Honestly

7K 282 4
                                    

 "Maaf, maksud Bapak apa, ya? Saya tidak mengerti."

"Ssst. Tari, mulai sekarang jangan terlalu formal dengan saya. Kamu boleh pakai bahasa sehari-hari saat berada di luar kantor," ucapku yang kemudian tersenyum tipis ke arah Tari.

Perempuan tersebut tidak menanggapi. Ia menundukkan wajahnya sejenak.

"Bapak belum menjawab—"

"Ssst! Saya sudah bilang kalau kamu jangan terlalu formal dengan saya!"

Tari menghela napas dalam. "Baik. Kamu ... belum jawab pertanyaanku, A-Andra."

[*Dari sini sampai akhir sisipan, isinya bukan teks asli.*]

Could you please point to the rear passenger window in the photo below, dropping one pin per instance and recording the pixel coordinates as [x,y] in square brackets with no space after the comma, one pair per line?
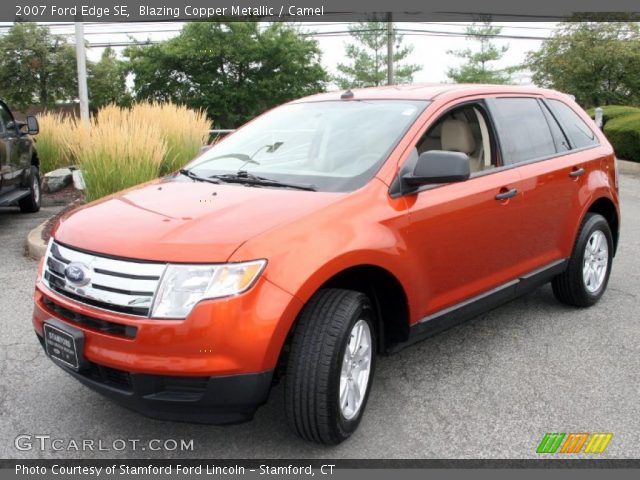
[523,129]
[579,133]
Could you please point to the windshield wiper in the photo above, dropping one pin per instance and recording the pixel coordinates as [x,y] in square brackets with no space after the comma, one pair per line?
[247,178]
[198,178]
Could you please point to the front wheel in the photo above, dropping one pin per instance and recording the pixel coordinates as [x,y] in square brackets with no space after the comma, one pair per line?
[330,366]
[587,275]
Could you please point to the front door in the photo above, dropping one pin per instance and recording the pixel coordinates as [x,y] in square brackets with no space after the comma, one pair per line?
[464,235]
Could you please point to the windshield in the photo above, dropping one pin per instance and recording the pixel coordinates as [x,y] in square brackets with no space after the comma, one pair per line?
[334,146]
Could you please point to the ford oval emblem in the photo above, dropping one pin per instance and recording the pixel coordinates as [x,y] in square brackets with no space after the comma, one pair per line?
[77,274]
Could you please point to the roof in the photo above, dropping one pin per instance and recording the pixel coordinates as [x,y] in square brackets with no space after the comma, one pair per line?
[427,91]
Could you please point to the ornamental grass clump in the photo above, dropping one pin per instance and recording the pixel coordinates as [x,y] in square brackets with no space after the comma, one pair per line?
[117,151]
[53,141]
[185,131]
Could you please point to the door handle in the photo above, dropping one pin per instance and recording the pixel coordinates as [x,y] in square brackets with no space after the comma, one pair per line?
[508,194]
[576,172]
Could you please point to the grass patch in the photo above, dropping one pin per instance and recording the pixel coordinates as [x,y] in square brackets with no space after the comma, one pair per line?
[117,151]
[54,140]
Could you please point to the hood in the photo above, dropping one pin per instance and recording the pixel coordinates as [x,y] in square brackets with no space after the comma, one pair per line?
[183,221]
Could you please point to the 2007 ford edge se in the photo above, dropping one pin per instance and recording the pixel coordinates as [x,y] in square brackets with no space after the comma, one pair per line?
[323,232]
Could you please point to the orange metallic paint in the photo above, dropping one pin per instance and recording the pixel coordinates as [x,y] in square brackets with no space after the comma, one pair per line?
[443,245]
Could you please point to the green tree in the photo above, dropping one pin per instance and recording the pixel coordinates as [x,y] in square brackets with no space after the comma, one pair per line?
[477,63]
[233,70]
[107,81]
[367,56]
[36,67]
[597,62]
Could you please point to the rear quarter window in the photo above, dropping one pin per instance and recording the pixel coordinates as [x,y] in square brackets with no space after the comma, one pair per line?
[523,130]
[579,133]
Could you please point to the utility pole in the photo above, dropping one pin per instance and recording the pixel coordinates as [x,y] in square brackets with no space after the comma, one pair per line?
[81,61]
[390,40]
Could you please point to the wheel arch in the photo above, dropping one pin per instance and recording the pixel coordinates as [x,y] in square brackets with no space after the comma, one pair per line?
[605,207]
[388,296]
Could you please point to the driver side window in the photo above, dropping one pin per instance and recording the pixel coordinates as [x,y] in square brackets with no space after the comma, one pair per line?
[464,129]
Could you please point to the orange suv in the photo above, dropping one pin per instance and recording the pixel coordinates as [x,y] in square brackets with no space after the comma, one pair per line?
[320,234]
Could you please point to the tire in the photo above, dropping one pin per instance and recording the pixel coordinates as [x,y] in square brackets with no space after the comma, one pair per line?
[31,203]
[314,379]
[573,287]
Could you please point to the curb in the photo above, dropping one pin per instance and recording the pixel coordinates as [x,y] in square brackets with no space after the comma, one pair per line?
[627,167]
[36,247]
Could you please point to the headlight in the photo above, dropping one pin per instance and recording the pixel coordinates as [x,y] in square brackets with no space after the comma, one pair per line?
[183,286]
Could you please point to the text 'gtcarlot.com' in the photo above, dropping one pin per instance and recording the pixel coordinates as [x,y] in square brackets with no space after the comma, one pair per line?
[27,442]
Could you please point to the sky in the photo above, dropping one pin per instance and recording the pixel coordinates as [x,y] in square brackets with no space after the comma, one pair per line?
[429,52]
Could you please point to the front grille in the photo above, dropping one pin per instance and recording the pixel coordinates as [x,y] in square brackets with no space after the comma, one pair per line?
[93,323]
[124,286]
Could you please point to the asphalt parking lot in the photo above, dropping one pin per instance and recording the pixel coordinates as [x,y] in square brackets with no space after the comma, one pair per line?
[490,388]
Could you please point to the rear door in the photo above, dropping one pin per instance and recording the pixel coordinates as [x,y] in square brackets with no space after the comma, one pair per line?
[552,176]
[9,155]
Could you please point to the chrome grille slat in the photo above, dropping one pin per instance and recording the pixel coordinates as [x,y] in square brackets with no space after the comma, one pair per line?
[115,285]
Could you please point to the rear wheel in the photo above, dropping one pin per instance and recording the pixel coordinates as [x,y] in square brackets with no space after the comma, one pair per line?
[31,203]
[587,275]
[330,366]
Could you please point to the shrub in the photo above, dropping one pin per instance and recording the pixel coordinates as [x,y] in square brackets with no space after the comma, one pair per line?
[53,141]
[609,112]
[624,134]
[117,151]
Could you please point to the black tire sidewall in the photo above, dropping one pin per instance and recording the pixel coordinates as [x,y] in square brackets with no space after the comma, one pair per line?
[30,204]
[347,426]
[35,175]
[592,223]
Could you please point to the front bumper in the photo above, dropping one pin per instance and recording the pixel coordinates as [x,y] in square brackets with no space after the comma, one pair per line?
[215,366]
[211,400]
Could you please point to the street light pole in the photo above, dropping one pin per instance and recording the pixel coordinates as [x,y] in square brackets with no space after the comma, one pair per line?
[390,40]
[81,61]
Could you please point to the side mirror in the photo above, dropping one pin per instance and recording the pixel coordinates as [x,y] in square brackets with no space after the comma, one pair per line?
[32,125]
[438,166]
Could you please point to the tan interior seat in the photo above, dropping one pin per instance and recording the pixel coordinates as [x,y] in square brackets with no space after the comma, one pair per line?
[457,137]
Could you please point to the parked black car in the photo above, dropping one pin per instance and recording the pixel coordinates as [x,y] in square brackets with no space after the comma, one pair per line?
[19,164]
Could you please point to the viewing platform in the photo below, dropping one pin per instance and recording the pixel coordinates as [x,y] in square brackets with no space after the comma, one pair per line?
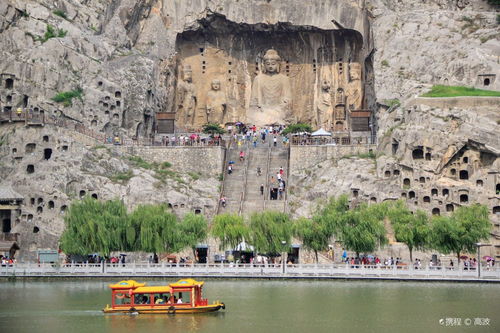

Terkesan begitu canggung saat Tari mulai berkomunikasi dengan bahasa tidak formal denganku. Meski memintanya begitu, aku masih belum bisa menghilangkan kepribadianku yang saat ini. Aku sudah biasa menggunakan bahasa formal, baik di luar kantor, maupun di dalam kantor. Akan tetapi, aku meminta Tari berlaku tidak formal hanya karena ingin dia merasa lebih dekat denganku. Ingin meleburkan hubungan antara atasan dengan bawahan di antara kami. Itu saja, tak ada alasan lainnya.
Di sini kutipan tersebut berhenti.